Hear that? That was lightning striking twice. Or, in other words, the career so far of Jason Reitman.
Since breaking into the public consciousness with 2006’s Thank You For Smoking, and then moving into 2007’s Oscar darling Juno, Reitman has had a perfect record for producing high quality films.
With this year’s Up in the Air, Reitman has done the impossible. He’s made lightning strike thrice.
Like Thank You For Smoking, Up in the Air is at it’s core a story about a charismatic man who does a terrible job terribly well. But unlike Nick Naylor, George Clooney’s Ryan Bingham isn’t a man who defends the Tobacco Industry, his line of business is quite different. Ryan is hired by companies to let employees go, and in this economic climate, business is very good.
Bingham is a master of efficiency. Spending 322 days on the road, he flies from city to city, laying off dozens of workers from dozens of companies. But he has it down pat. You aren’t fired, you’re being let go. It’s not the end of the road, it’s the first step towards destiny. For every down he finds the up, and by God, you find that your life is better without this lousy job. ‘Cause who needs it…and who needs anything really? Ryan certainly doesn’t.
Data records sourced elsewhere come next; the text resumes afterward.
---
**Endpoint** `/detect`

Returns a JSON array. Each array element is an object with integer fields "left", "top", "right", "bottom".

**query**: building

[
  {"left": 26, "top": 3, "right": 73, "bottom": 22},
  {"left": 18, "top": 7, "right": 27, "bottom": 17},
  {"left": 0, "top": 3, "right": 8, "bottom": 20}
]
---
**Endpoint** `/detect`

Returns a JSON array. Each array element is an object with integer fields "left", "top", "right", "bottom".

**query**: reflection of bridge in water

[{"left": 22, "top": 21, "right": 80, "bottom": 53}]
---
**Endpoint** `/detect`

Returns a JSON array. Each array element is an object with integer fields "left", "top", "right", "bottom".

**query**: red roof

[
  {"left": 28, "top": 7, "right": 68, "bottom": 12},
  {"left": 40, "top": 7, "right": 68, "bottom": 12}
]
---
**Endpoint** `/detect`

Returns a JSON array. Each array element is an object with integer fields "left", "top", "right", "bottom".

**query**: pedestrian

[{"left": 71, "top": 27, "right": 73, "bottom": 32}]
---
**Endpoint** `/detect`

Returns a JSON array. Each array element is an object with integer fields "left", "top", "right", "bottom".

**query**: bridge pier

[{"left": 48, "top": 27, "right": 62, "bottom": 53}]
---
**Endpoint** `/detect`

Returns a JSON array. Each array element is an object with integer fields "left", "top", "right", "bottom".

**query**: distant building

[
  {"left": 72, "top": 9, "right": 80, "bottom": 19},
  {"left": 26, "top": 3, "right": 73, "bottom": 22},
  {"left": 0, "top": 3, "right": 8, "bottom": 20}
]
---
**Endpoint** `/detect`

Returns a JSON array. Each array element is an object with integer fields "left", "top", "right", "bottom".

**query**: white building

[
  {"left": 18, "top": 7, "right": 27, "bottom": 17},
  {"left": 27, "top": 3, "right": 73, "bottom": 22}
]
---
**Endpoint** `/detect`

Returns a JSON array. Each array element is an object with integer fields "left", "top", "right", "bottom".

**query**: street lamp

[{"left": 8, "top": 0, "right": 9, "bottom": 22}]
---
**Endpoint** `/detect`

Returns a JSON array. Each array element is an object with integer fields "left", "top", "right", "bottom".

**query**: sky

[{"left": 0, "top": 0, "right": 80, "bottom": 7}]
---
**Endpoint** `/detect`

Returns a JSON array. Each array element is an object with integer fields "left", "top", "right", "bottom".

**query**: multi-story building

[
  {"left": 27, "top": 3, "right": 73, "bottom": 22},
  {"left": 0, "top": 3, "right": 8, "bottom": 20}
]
Living in hotel rooms, airports and out of suitcases, the only thing Ryan has tying him down is a small apartment near his office in Omaha, Nebraska. But that’s just for show. His life truly is the road. A master of frequent flyer and regular customer programs, he’s on his way to 10 Million Airline Miles. And it’s never been easier.
Until he slows down.
For all of his life, to paraphrase a Roots lyric, Ryan Bingham has been nose to the grindstone. He doesn’t need to belong, because he simply is. Life is easier for him unencumbered. No baggage. Little luggage. Family? Sure, they exist, but he pays them little mind. He moves forward and moves on. His life is all about solving the inefficiencies at companies, so his life has to remain a well oiled machine.
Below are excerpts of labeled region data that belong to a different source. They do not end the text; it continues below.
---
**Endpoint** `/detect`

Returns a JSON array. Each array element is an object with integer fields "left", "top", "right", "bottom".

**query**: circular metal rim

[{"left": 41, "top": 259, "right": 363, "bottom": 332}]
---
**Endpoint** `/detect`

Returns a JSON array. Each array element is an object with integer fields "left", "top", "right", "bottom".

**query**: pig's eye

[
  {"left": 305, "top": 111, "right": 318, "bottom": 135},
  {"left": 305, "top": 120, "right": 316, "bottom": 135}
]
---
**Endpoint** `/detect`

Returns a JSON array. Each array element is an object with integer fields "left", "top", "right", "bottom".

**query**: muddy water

But it’s once two women enter his life, that, to finish the afformentioned lyric, his head goes into the stars.
The first is a fellow loner – an older, wiser, sexually forward woman named Alex, played wonderfully by Vera Farmiga. She lives her life just as Ryan does. A member of exclusive clubs, with no baggage, head on straight, life moving forward. The other, Natalie (the breakout performance of Anna Kendrick) intends to change his world entirely. A 23 year old hot-shot college student, she moves to make Ryan’s job more efficient. Why fly to each company when you can handle these firings by teleconferencing? What’s the purpose of the money and manpower in the air, when it all can be done from a centralized location? What does the human touch have to do with any of it?
That last is a question that Ryan himself uses to build barriers in his life, but he soon discovers may be the one thing in life he’s great at. In a last ditch effort to keep his life the way he likes it, Ryan takes Natalie on the road, to show her the ropes…and that’s where our story truly takes flight, to pardon the pun.
To explain the rest would be to spoil the film, but we fast learn what Ryan is truly made of…as does he.
As Ryan Bingham, George Clooney wears his trademark charisma and candor as a mask, to hide the true man beneath it all, and honestly, it’s the best role he’s ever played. Subverting his trademark style, Clooney digs deep, and while he has no true moment of catharsis on film (my one gripe toward the film) you feel the shifts in his life. And, just as importantly, you see how and why he’s so god damn good at his job.
And that brings me to the unsung performers of this film. While Kendrick, Farmiga and Clooney might be looking at Golden Globe and possible Oscar noms, the real life unemployed bring this film’s emotional core to the frontline. While putting together the film, Reitman did a casting call for actual unemployed people of all ages, races and genders, and not only asked them how they feel post firing, but did a mock firing with them, to get true responses out of them. These people were only told that it was for a film on “unemployment”, and it is their so called performances that bring an amazing realness to the difficulty of the job that Ryan Bingham has. These sequences are peppered with performances by great character actors like J.K. Simmons and Zach Galfinakis, who add their unique abilities to some of the most memorable firing sequences.
Of course, I’d be terrible to overlook the solid directing of Jason Reitman. He’s a man who’s flown many flights in his time, and obviously loves it as much as his lead character does, and it shows. The opening sequences are shot with an amazing fluidity, a funky rhythm which almost makes the art of checking in for your flight…sexy, as bizarre as it is to say. But as the film moves on, he opens up the shots, lets you breathe in the world…just as Ryan Bingham chooses to do the same.
Up in the Air pushes the importance of real, live interactions and connections in your life, and honestly, I can’t think of a better movie this Christmas for you to see with a loved one, based on that alone. Truly one of the year’s best films, it comes with my whole hearted recommendation. Bravo, Jason. You’re 3 for 3…and this may just be your best film yet.